This study addresses the urgent need for scalable joint segmentation methods for canopy cover and tree mortality in global forest monitoring, hindered by the absence of globally representative, multi-resolution aerial imagery datasets. We present the first centimeter-scale (2.5–20 cm) aerial image dataset curated at a global scale, encompassing diverse biomes and forest structures, accompanied by expert-validated high-quality manual annotations and pseudolabels, along with a geographically balanced benchmark suite. Leveraging this dataset, we establish a strong deep learning baseline model that generalizes across biomes and significantly improves performance universally—most notably increasing the F1 score in boreal forests from 0.40 to 0.58 (a 45% relative improvement). The dataset, models, and code will be publicly released.

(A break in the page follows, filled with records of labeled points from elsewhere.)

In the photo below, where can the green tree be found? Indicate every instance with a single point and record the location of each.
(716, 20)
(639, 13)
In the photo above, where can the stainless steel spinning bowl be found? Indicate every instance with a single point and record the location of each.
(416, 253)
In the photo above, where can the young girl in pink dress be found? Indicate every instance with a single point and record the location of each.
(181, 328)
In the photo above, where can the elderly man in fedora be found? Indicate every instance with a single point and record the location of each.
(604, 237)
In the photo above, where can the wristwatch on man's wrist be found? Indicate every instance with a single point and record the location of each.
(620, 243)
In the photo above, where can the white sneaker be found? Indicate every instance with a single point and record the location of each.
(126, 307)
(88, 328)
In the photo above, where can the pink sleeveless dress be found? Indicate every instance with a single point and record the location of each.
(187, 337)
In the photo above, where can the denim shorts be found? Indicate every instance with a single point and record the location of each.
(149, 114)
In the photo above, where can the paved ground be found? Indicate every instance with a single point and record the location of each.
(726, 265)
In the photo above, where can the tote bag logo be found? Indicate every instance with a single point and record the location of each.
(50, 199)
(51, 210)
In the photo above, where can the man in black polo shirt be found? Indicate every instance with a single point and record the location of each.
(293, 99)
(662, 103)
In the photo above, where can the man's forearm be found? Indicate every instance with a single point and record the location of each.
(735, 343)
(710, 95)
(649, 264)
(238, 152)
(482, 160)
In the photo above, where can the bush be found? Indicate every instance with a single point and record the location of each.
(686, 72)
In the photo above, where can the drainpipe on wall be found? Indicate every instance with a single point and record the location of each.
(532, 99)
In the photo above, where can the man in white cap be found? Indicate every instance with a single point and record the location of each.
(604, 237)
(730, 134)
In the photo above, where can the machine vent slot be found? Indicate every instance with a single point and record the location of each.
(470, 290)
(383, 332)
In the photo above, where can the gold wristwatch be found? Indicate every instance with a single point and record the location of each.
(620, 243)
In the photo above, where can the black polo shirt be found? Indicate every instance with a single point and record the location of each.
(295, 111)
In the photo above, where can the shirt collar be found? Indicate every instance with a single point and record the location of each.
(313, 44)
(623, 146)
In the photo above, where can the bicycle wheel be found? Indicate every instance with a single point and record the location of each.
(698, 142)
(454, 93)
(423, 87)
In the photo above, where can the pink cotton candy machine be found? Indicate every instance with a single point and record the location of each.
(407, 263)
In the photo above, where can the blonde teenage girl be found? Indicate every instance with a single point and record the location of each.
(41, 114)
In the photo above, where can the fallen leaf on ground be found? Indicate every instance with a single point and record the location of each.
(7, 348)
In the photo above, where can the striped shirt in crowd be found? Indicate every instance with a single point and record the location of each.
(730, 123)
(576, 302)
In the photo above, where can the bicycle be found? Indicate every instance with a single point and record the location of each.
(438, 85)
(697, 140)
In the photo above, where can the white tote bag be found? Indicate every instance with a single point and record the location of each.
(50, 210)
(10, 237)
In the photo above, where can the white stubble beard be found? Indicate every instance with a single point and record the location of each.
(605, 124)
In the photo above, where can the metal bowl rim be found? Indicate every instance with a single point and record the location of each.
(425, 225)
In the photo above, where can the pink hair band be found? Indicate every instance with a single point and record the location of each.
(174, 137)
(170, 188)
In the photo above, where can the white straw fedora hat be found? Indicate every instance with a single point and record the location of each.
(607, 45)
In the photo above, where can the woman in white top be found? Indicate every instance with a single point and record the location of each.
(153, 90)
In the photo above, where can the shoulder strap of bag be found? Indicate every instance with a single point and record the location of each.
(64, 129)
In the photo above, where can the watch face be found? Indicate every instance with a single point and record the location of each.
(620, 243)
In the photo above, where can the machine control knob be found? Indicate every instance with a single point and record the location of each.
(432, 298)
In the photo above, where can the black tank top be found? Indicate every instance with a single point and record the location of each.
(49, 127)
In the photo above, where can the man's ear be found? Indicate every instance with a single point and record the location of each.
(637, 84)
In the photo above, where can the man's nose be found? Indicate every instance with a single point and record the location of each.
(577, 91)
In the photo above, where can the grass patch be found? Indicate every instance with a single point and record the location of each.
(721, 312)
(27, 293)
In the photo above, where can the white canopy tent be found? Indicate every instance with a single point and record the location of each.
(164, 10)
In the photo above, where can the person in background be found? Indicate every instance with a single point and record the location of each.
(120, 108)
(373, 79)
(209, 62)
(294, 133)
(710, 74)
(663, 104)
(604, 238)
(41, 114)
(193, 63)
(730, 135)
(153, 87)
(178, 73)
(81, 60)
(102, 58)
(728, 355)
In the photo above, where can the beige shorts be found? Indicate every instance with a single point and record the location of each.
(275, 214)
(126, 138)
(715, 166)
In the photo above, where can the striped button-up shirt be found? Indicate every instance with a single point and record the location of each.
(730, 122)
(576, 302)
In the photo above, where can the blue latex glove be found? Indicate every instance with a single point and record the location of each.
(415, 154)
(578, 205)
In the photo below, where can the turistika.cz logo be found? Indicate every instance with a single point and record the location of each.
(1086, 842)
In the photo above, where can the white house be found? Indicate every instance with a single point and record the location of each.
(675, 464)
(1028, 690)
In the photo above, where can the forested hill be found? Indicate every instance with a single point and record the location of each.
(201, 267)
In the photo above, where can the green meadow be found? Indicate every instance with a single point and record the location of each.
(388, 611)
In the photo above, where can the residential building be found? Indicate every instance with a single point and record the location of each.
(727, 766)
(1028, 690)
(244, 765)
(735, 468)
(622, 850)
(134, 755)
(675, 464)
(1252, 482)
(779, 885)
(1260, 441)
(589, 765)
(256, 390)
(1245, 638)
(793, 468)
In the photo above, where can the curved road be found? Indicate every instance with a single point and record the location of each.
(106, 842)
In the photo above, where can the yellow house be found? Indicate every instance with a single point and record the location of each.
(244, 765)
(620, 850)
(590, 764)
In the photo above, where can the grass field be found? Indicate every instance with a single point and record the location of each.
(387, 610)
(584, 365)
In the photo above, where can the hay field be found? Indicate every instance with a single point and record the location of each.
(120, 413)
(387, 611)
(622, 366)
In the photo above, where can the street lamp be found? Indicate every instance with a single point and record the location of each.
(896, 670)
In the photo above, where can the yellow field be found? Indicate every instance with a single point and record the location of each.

Forests worldwide are increasingly threatened by climate change and disturbances such as fire, pests, and pathogens, creating an urgent need for scalable monitoring of tree cover and tree mortality. Aerial imagery from drones and aircraft is a key data source for detailed and large-scale mapping of tree crowns and mortality. However, related progress is limited by the lack of globally representative, harmonized datasets for joint segmentation of tree cover and mortality. We introduce two novel, open, machine-learning-ready datasets to enable joint segmentation of tree cover and tree mortality from centimeter-scale aerial imagery for the first time at global scales. With DTE-aerial-train, we provide a training dataset comprising 385K image patches of size 1024x1024 pixels, with resolutions ranging from 2.5 to 20 cm. It includes multi-class expert-annotated and -audited pseudo-labels for tree cover and mortality. With DTE-aerial-bench, we provide a geographically balanced benchmark test set of 25 globally distributed orthoimages totaling 525 patches with high-quality expert annotations for both tree cover and mortality. Both the training and benchmark datasets span tropical, temperate, boreal, and dryland biomes and cover a wide range of forest structures and mortality patterns. Using the benchmark test set for evaluation, we establish strong reference baselines that improve mortality segmentation across all biomes and scales with significant gains in challenging regions, such as boreal forests, where the F1 score increases from 0.40 to 0.58 with around 45% relative improvement. All data, models, and code will be publicly released under permissive open-source licenses. An interactive visualization of the benchmark dataset is available at deadtrees.earth/releases/dte-aerial-bench.